One of Baden-Powell's little relaxations when fighting slackened was the "rounding off" of cattle, a sport almost as exciting as chasing a solitary boar, especially when the cattle are being driven into the mountains for "home consumption" by bloodthirsty and hungry Matabele. On one of these occasions Baden-Powell was wounded. Having rounded off some cattle he was riding towards a party of niggers when he felt a sharp blow on his thigh as though Thor had given him a playful tap with his big hammer. He was bowled over, and thinking that he must have charged into the stump of a tree turned round to have a look at it; but there was no tree.

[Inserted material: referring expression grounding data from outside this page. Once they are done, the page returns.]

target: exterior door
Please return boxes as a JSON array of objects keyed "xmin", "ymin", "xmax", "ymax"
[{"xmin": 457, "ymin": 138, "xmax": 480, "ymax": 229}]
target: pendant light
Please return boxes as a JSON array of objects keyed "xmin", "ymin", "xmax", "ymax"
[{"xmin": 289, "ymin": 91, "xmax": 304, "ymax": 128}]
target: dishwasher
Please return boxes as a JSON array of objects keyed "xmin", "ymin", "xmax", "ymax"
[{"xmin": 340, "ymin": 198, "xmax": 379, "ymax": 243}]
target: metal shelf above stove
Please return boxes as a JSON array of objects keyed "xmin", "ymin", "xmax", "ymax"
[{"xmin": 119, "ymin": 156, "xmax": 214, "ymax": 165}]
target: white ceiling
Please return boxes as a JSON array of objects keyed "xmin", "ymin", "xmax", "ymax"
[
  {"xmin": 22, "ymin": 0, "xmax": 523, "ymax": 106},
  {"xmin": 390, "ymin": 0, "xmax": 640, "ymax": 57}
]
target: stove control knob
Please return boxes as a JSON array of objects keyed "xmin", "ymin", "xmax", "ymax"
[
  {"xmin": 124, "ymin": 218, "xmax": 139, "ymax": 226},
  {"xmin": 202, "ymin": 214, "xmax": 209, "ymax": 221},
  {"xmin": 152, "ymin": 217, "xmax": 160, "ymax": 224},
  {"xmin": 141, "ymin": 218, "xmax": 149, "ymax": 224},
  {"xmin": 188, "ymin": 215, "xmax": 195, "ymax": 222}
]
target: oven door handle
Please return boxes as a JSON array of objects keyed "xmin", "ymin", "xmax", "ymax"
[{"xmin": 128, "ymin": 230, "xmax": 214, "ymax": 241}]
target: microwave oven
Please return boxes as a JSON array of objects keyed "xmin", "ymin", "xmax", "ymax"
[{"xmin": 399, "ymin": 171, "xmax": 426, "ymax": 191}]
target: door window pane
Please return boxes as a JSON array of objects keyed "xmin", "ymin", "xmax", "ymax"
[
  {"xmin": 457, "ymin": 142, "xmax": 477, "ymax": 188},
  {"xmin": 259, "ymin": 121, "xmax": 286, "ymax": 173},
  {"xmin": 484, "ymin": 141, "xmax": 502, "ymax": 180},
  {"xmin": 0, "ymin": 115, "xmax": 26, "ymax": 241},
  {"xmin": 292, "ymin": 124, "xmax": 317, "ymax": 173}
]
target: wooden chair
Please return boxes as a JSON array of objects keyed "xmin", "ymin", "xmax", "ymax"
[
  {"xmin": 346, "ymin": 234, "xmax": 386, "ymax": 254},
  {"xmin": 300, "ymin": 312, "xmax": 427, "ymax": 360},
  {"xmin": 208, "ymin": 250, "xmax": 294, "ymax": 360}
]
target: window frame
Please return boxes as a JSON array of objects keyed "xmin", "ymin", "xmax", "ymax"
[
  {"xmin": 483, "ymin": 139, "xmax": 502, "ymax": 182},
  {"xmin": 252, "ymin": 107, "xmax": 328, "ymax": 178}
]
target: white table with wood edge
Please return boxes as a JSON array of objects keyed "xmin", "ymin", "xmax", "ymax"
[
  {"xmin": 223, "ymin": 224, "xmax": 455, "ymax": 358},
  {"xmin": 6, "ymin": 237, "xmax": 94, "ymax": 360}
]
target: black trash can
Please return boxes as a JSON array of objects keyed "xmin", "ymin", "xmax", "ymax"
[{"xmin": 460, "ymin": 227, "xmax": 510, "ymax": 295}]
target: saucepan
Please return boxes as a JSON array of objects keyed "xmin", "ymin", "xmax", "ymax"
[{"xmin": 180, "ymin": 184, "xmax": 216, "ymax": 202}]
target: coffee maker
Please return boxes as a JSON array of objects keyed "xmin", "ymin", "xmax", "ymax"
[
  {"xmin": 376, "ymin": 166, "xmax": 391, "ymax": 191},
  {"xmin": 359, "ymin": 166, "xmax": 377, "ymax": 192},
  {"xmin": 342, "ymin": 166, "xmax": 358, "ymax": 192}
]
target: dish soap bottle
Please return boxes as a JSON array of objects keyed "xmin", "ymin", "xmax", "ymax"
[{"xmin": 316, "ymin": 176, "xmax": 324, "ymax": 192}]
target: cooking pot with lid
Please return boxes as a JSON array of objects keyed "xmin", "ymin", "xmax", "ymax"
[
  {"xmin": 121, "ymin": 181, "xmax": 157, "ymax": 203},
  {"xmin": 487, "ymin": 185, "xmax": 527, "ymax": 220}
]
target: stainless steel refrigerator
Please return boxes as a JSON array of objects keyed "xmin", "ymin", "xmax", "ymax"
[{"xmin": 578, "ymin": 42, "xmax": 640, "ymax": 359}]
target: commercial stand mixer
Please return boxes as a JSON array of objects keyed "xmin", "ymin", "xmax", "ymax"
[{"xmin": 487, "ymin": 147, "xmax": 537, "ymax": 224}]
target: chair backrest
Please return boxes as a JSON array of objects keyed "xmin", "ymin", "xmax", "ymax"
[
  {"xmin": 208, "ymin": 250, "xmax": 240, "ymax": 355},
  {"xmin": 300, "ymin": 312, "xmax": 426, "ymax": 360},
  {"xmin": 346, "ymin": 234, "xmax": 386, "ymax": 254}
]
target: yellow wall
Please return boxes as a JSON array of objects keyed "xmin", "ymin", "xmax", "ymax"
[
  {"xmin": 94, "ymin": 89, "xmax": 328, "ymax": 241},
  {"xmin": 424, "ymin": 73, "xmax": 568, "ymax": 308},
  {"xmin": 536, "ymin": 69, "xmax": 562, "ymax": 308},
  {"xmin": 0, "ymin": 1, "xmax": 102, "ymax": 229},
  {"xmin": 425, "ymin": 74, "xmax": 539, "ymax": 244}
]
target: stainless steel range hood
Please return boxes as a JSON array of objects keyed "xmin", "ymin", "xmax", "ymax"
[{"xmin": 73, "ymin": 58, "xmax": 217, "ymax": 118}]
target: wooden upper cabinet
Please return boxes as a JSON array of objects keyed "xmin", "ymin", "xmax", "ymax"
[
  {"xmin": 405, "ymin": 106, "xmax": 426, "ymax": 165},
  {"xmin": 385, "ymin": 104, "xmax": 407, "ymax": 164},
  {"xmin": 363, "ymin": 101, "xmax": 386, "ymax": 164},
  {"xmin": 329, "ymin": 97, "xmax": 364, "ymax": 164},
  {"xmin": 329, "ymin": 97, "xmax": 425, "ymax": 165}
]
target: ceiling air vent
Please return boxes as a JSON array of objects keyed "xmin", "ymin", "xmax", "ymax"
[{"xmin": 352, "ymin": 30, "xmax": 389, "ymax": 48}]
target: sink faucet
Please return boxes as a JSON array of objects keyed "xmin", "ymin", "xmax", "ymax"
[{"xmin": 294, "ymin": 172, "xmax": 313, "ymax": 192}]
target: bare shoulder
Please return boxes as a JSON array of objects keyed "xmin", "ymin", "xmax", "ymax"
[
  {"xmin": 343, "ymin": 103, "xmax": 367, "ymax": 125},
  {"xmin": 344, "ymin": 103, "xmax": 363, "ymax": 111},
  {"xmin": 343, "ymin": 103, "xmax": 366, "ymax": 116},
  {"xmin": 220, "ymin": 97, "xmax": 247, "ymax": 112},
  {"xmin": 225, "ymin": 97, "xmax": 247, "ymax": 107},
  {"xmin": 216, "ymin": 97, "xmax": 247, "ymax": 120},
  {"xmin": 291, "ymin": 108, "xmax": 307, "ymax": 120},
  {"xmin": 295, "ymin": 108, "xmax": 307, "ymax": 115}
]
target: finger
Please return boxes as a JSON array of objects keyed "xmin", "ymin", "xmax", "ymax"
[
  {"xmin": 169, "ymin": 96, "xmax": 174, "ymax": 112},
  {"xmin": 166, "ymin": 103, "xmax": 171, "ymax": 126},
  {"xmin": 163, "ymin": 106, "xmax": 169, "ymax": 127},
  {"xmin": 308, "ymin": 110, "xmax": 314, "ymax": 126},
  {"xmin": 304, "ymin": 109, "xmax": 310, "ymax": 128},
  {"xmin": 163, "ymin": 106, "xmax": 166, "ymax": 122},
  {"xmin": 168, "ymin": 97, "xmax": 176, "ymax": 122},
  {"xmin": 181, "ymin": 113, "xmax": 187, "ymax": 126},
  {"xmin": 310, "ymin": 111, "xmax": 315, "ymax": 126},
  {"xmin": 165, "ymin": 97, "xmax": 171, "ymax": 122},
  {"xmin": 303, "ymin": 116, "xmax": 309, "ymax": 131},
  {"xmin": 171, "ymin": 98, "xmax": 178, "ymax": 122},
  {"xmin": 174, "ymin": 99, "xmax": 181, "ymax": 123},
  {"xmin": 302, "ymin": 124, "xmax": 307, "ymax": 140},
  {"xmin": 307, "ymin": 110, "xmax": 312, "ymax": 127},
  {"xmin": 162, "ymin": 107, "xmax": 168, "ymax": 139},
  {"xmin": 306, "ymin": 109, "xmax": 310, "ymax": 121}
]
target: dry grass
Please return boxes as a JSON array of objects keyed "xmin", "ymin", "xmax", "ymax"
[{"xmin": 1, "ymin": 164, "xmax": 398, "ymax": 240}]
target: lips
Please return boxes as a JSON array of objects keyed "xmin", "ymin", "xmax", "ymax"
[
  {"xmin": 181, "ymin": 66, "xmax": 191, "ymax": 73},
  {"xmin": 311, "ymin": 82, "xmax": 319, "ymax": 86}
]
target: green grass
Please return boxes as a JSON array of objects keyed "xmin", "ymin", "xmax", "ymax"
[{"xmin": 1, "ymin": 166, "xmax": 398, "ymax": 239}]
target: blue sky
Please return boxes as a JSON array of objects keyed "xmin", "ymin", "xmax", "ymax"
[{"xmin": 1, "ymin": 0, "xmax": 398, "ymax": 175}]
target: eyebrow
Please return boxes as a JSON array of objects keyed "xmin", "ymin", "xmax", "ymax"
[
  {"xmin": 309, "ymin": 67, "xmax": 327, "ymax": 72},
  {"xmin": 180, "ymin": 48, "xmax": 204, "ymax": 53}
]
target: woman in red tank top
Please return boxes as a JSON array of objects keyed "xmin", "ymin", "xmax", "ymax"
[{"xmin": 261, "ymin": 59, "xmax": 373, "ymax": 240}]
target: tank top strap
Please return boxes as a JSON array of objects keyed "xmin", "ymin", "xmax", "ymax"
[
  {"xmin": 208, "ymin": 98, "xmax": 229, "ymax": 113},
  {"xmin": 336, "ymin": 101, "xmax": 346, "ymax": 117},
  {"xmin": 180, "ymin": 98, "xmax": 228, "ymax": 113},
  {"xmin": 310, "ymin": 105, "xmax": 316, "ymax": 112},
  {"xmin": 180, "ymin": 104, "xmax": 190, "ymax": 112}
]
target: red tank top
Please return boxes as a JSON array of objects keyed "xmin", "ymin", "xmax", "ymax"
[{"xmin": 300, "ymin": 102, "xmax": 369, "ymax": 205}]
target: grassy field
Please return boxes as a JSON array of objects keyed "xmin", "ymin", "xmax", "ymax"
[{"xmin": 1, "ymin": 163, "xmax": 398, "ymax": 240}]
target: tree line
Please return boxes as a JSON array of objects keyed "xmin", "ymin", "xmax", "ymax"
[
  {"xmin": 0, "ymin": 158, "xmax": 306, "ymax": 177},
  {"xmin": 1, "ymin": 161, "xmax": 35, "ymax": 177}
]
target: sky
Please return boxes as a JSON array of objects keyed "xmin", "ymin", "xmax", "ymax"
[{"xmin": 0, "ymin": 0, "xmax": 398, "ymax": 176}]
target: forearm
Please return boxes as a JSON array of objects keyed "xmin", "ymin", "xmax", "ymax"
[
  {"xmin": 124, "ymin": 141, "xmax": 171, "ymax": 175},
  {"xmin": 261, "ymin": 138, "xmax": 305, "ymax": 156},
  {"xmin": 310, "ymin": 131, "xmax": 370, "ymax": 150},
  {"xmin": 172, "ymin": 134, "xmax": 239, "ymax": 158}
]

Then he realised that he had only been struck with a lead-covered stone fired from a big-bore gun, and so hopped off like a man who has been kicked on the shins in a football match, to continue the game. No blood was drawn by this bullet, but our hero's thigh was black and blue for many days afterwards.

This was the kind of life Baden-Powell lived at this time as Chief of the Staff. An officer who knows him very well tells me that it is impossible to wear him out; "Baden-Powell," he says, "is tireless." He is keen to be given the most risky and the most solitary work; he can go for days without food and never complains of broken nights. He has an enthusiasm for hard work, and when that work demands cunning of the brain as well as quickness of the hand, as in scouting, B.-P. is as much lost in the labour as a wolf in search of food for its young. Never throughout the Matabele campaign was Sir Frederick Carrington better served than when the young Englishman slunk away into the darkness, and wandered alone and unprotected into the rocky mountains held by the murderous Matabele. And never were those savages more disquieted than when news was brought to them in the morning that the Wolf had been in the mountains during the night.

FOOTNOTES:

[1] After the arm was amputated at the shoulder Mr. Gifford used to feel the pain as if it were in his hand.

[2] Let it not be thought that B.-P. had neglected to bring stretchers. They were brought, but the friendlies who carried them, like the hen that laid the rotten egg, were nervous, and had dropped them in the river, they themselves taking up positions of safety till the fighting was over.